The key caveat is that MCP support is still maturing in TrueFoundry. For teams that need robust, production-grade MCP governance today — not in a future roadmap — this is a meaningful limitation. TrueFoundry also skews toward engineering builders rather than IT governance teams, so the feature set reflects that audience.
Pricing ranges from a free trial to $499 or $2,999/month for higher tiers, with enterprise pricing available on request.
Bifrost by Maxim AI
Best for: Engineering teams prioritizing fast performance
Bifrost is a high-performance MCP gateway built in Go and it is designed for developer velocity. It’s fast. Like, really fast at sub-3ms-latency. It also offers built-in observability tooling, such as Prometheus metrics and OpenTelemetry distributed tracing. They offer decent observability tool, with cost tracking per tool call and a real-time dashboard.
For engineering teams where gateway latency is a real constraint (such as high-throughput agent workflows, latency-sensitive applications) Bifrost’s performance profile is genuinely differentiated.

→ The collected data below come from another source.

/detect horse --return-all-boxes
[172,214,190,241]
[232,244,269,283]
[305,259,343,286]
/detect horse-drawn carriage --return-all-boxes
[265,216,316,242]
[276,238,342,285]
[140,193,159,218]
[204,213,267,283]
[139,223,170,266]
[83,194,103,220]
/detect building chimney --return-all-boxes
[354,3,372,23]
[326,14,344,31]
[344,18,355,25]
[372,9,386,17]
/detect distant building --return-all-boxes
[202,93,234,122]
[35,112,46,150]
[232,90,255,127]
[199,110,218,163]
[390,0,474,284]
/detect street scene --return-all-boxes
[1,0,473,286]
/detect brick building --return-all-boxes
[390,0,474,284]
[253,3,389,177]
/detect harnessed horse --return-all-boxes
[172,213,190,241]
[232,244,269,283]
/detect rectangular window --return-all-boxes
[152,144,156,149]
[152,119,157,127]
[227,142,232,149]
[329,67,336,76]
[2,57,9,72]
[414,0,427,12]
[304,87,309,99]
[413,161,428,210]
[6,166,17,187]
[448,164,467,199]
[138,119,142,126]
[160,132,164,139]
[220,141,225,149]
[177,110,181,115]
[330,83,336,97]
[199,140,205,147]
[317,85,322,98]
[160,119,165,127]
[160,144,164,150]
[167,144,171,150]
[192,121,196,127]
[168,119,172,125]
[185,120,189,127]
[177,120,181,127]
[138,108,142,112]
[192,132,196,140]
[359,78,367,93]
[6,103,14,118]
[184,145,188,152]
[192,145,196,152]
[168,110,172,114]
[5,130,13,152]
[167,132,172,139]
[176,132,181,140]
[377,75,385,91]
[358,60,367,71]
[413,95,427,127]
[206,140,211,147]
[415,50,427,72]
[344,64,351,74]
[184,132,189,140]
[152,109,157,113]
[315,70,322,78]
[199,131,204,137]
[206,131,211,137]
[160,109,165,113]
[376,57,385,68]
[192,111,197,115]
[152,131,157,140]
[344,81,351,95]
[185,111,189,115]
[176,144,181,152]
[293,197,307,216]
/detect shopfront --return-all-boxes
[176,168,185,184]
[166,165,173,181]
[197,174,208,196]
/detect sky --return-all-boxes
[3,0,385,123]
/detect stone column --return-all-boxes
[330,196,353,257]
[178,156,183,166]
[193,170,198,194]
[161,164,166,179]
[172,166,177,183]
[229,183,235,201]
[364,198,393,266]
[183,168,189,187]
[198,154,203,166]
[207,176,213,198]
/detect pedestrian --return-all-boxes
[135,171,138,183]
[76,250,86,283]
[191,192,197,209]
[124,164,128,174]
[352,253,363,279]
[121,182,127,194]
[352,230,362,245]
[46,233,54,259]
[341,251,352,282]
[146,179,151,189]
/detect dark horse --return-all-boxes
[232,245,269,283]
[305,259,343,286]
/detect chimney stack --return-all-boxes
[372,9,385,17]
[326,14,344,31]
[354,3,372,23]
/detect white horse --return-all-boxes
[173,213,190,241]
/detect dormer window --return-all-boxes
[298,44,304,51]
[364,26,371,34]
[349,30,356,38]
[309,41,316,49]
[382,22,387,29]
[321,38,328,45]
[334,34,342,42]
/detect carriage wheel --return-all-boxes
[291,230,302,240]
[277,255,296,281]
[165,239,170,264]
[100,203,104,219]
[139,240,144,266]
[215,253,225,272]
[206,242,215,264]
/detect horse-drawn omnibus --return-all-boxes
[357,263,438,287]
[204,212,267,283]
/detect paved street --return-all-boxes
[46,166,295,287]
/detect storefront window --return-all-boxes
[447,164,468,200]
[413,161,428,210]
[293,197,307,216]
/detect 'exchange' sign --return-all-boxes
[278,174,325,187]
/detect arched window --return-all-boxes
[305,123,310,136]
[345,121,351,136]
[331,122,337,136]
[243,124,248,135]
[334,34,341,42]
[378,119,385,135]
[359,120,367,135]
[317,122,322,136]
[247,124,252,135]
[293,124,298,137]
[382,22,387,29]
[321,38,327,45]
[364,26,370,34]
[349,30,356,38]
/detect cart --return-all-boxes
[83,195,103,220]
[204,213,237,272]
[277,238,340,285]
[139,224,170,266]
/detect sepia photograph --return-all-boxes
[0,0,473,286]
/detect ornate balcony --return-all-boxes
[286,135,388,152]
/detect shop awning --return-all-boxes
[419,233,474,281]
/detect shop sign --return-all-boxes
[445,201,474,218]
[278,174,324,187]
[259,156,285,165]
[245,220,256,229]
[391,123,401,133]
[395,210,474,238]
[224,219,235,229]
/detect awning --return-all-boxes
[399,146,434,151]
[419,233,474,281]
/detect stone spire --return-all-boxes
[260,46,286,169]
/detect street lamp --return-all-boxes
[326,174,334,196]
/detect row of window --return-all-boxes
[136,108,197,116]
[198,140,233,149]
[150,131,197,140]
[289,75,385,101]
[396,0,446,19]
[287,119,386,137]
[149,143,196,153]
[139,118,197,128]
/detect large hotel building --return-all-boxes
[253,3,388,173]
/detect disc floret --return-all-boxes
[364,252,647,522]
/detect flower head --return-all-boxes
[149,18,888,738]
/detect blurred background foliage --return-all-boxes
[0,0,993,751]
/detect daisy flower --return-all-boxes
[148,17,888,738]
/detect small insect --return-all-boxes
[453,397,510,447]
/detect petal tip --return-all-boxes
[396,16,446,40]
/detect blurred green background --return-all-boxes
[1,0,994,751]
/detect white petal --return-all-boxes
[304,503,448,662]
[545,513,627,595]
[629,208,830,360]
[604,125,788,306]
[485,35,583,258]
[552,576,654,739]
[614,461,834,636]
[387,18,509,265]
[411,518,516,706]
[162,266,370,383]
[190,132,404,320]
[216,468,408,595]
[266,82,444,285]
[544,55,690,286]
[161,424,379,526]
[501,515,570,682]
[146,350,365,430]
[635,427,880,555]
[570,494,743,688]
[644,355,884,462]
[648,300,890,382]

The tradeoff is governance depth. There are other MCP gateways that focus more on security. It is also open source. Therefore, it is better for more technical teams. Other MCP gateways are better if you need to deploy MCP servers to non-technical teams.

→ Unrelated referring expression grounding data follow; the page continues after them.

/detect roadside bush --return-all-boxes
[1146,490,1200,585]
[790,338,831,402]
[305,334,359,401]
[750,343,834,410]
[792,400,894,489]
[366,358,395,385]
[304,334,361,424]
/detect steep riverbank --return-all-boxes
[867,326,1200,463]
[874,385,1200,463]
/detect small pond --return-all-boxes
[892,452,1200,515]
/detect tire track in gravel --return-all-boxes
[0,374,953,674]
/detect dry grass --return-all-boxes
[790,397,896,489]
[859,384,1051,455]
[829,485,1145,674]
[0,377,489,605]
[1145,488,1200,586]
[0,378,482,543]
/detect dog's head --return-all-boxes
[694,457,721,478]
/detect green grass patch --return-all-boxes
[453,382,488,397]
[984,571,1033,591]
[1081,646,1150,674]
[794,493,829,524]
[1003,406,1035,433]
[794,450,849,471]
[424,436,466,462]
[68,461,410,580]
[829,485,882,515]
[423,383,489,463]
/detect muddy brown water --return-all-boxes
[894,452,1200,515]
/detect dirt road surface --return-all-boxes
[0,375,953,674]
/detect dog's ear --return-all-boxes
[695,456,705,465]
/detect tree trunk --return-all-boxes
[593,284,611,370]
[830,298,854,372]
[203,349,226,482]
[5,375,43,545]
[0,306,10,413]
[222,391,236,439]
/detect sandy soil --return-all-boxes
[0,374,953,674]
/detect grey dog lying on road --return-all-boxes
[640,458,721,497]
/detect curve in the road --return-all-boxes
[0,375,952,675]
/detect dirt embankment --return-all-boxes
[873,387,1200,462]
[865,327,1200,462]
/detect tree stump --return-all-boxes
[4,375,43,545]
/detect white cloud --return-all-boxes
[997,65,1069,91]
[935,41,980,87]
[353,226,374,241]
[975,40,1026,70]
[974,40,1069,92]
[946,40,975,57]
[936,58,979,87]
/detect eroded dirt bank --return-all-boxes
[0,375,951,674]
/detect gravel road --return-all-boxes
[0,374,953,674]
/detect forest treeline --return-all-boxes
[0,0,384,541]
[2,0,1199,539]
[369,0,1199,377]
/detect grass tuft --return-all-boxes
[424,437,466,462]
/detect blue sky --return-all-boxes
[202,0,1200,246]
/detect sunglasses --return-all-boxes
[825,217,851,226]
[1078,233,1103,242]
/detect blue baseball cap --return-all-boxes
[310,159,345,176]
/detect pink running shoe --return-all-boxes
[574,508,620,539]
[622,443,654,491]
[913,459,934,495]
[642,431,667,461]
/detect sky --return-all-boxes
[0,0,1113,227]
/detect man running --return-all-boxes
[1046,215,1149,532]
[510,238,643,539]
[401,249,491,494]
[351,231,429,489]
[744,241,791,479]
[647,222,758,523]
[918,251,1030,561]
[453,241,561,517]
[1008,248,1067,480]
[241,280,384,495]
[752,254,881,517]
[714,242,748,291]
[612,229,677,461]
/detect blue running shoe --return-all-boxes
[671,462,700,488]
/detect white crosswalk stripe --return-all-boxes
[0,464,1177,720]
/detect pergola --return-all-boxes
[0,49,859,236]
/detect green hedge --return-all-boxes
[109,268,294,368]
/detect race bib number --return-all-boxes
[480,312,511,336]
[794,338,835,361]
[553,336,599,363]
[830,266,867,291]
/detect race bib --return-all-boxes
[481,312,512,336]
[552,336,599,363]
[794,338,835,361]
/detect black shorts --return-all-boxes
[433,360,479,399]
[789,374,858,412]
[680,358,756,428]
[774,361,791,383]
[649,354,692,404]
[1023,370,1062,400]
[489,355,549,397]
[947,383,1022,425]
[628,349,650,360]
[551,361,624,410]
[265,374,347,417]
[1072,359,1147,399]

Amazon Bedrock AgentCore Gateway
Best for: Teams already in the AWS ecosystem
Amazon Bedrock AgentCore Gateway is AWS’s managed MCP gateway, built to turn existing APIs, Lambda functions, and services into MCP-compatible tools with minimal custom code. It handles credential injection and authentication on both ends (inbound from agents and outbound to backend systems) and includes semantic tool discovery; this means that agents can find the right tool across large catalogs without bloating prompts.
For teams already running workloads on AWS, the integration story is compelling. IAM permissions, familiar AWS console workflows, and native support for Bedrock models mean less net-new infrastructure to manage. One-click connectors for tools like Salesforce, Slack, Jira, and Asana lower the setup bar further.
The limitation is the same one baked into any AWS-native solution: it’s designed to work within the AWS ecosystem, not across it. Teams with multi-cloud infrastructure or those who need purpose-built governance features like PII detection and compliance-grade audit trails will find AgentCore Gateway doesn’t cover that ground. It’s a strong choice if AWS is where you live. It’s a harder sell if it isn’t.
How to Choose
The right MCP gateway depends on what problem you’re actually trying to solve:
| Need | Best fit |
| Enterprise IT governance across the org | MCP Manager by Usercentrics |
| Local dev environment, individual developer | Docker MCP Gateway |
| Already running Kong API infrastructure | Kong AI Gateway |
| LLM routing and cost observability | Portkey |
| Building agents in code, platform approach | TrueFoundry |
| Maximum speed performance | Bifrost |
| Already in the AWS ecosystem | Amazon Bedrock AgentCore Gateway |
The pattern that emerges is fairly consistent: the further you move from individual developer tooling toward organizational governance, the more purpose-built your MCP gateway needs to be. Tools built for developers make developer tradeoffs. Tools built for governance make governance tradeoffs.
For IT and security teams trying to give engineering the access they need without accepting ungoverned risk, the question isn’t just which gateway supports MCP. Rather, it’s which gateway was built to solve your actual problem.